X

Öfkenizin sizi kontrol etmemesi için atabileceğiniz 7 adım

Öfke, hiç şüphesiz ki insan olmanın en doğal duygularından biri… Hepimiz, zaman zaman öfke duyarız; bazen kendimize, bazen çevremizdeki insanlara, bazense hayatın kendisine. Kimi zaman çok büyüktür bu öfke, kimi zamansa daha küçük; ama değişmeyen bir şey vardır ki öfkenin azı da çoğu da zarar. Ne demiş Buddha: “Öfkeye tutunmak, başka birine atmak için sıcak bir kömürü tutmak gibidir; yanan sen olursun.” Peki, öfkenin esiri olmamak, kendimizi onun pençesinden kurtarmak mümkün mü? Tinybuddha yazarlarından Dr. Kurt Smith, kendini anlama ve iyileşme yolculuğunda, ilk olarak öfkesini kontrol altında tutmayı öğrendiğini paylaşıyor ve bunun için 7 önemli adımdan bahsediyor.

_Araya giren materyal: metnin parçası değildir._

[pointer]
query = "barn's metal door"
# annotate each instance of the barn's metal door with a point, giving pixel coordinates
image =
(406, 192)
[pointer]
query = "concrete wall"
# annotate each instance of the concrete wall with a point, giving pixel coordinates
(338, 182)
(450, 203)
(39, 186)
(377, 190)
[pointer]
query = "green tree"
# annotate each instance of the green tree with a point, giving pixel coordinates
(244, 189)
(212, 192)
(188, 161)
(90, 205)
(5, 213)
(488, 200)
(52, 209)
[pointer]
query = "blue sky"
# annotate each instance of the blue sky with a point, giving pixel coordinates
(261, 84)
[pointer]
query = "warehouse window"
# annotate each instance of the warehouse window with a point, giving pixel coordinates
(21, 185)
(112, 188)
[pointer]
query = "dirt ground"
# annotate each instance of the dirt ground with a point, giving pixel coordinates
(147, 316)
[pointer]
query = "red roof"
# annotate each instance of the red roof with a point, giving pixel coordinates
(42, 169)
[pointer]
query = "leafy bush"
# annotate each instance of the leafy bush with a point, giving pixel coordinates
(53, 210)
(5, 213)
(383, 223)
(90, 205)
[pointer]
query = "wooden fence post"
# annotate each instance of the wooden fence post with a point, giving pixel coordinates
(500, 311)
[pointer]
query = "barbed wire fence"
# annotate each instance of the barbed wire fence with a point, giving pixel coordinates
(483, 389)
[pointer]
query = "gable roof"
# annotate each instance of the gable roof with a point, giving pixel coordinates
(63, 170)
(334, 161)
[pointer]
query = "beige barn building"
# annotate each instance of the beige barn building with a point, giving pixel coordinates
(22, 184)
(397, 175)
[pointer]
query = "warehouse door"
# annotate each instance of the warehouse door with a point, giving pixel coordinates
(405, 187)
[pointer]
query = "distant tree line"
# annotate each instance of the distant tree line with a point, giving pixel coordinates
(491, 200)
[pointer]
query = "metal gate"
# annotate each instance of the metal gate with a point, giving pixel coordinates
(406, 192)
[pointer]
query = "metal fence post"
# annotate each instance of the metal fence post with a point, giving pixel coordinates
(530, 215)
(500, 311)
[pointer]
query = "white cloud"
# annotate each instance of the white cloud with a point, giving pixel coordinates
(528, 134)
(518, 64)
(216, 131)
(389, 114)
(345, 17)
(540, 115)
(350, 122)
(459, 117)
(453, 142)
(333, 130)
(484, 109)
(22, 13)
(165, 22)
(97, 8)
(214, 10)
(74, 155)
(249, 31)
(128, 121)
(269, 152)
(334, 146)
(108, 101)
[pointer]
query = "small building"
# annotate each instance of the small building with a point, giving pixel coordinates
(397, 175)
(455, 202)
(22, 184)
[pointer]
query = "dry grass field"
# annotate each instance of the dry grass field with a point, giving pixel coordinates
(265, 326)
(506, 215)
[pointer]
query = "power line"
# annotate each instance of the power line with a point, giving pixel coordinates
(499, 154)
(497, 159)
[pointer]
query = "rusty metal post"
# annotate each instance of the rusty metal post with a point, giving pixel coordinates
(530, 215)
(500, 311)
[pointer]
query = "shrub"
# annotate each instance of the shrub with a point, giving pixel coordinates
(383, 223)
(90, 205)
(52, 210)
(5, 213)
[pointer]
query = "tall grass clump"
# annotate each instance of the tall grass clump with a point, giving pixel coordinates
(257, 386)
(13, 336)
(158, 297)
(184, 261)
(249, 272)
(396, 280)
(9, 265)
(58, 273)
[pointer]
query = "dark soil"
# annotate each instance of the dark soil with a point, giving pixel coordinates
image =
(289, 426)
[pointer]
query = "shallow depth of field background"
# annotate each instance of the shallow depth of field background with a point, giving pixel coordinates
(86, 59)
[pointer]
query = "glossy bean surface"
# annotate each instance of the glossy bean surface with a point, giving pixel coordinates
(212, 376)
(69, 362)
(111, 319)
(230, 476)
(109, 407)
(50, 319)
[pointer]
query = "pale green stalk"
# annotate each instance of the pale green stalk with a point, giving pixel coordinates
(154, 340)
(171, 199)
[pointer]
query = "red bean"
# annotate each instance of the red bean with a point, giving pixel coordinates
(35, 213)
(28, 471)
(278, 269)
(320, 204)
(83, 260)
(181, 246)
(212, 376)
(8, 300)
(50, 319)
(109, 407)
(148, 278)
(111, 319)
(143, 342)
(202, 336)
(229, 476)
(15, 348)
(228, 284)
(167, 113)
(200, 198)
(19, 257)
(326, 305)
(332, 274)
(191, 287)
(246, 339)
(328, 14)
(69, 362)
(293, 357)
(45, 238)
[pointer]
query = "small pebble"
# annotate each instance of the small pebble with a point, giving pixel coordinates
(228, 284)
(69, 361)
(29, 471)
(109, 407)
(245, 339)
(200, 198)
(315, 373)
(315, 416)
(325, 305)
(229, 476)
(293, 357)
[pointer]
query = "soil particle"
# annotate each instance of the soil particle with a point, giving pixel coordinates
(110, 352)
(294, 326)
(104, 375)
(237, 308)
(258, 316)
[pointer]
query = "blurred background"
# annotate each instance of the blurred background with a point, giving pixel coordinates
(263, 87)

Bu adımları öfkeyi ‘yapısızlaştırmak’ için kullandığını, daha doğrusu öfkesini yeniden yapılandırarak onun esiri olmaktan kendini kurtardığını anlatıyor. İşte öfkenizi kontrol altına almanıza ve onun esiri olmaktan kendinizi kurtarmanıza yardımcı olacak 7 adım:

1. Geçmiş deneyimlerinizi değerlendirin

Geçmiş deneyimler ve travmalar belirli durumlara nasıl tepki verdiğinize katkıda bulunur ve öfke oluşumunu etkiler. Bu deneyimler üzerinde düşünmek kalıpları ve tetikleyicileri tanımanıza yardımcı olabilir. Örneğin, bir kişinin çocuklukta yaşadığı olumsuz aile dinamikleri, yetişkinlikteki öfke tepkilerini şekillendirebilir. Bunların farkına varmak, öfkenin kökenlerini, tetikleyicilerini anlamak için önemlidir.

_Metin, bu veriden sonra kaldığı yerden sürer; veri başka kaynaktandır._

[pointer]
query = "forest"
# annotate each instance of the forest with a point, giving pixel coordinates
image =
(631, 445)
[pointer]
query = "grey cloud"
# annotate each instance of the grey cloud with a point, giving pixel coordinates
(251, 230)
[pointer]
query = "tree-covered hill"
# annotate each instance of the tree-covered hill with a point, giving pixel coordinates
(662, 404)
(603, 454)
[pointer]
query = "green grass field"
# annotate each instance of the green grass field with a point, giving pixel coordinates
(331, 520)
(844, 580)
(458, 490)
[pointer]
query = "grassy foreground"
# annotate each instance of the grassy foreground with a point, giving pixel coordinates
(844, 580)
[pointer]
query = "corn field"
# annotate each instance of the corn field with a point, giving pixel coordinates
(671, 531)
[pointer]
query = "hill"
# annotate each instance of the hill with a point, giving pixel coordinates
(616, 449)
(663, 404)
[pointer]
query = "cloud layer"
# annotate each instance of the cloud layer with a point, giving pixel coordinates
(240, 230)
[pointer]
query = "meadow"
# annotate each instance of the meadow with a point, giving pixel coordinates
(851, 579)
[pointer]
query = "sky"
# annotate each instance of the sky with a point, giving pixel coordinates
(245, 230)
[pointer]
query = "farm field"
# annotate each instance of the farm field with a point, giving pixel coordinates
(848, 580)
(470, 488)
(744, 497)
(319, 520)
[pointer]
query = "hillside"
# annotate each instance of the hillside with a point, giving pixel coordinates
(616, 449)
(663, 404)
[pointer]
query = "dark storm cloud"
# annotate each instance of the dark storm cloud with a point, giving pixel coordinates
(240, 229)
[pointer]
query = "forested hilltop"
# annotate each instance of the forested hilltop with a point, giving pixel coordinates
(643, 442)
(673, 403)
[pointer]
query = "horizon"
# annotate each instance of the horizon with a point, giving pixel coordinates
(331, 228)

2. Duygularınızı tanıyın, anlayın

Öfke, çoğu zaman diğer duyguları maskeleyen karmaşık bir duygudur. Örneğin, korku, üzüntü, hayal kırıklığı ve incinme, yüzleşilmesi zor duygulardır ve çoğu kişi, bu duygularla nasıl baş edeceğini bilmediğinden öfkeye sığınabilir. Çünkü, bu duyguların yoğunluğuyla başa çıkmaktansa öfkelenmek daha kolaydır. Bu derin duygularla yüzleşmek ve onları işlemeyi öğrenmek, öfkenin azalmasına yardımcı olur. Öfkenin arkasındaki bu temel duyguları anlamak, onu kontrol edebilmek için gereklidir.

3. Tetikleyicilerinizi bulun

Herkesin görünüşte otomatik bir duygusal tepkiyi tetikleyen şeyleri vardır. Tetikleyicileri, tetikleyiciyi takip eden duyguyu ve öfkenizin o duyguyu nasıl kurtardığını belirlemek çok önemlidir. Tetikleyiciler dışsal (örneğin birinin eylemleri, sözleri, durumları veya olayları) veya içsel (örneğin olumsuz düşünceler veya anılar) olabilir. Tetikleyicilerin farkında olmak, öfkenin kaynağını anlamayı ve daha sağlıklı tepkiler geliştirmeyi sağlayabilir. Bu noktada öz farkındalık pratikleri uygulamanız da yardımcı olabilir.

4. Tepkisel düşüncelerinizi analiz edin

Düşünce kalıpları, duyguları ve tepkileri büyük ölçüde etkiler. Öfkeyi deşifre etmek, bu düşünceleri ve bu düşüncelerin yarattığı duyguları incelemeyi gerektirir. Örneğin, hızlı sonuçlara varmak veya durumu kişiselleştirmek gibi düşünce kalıpları, öfkeyi artırabilir. Eğer bu tür örnekler hayatınızda yaygınsa, duygusal tepkileriniz orantısız ve içinde bulunduğunuz durumlar için uygunsuz olabilir. Dolayısıyla bu düşünce kalıplarını değiştirmek, daha dengeli ve uygun tepkiler vermenizi sağlayabilir.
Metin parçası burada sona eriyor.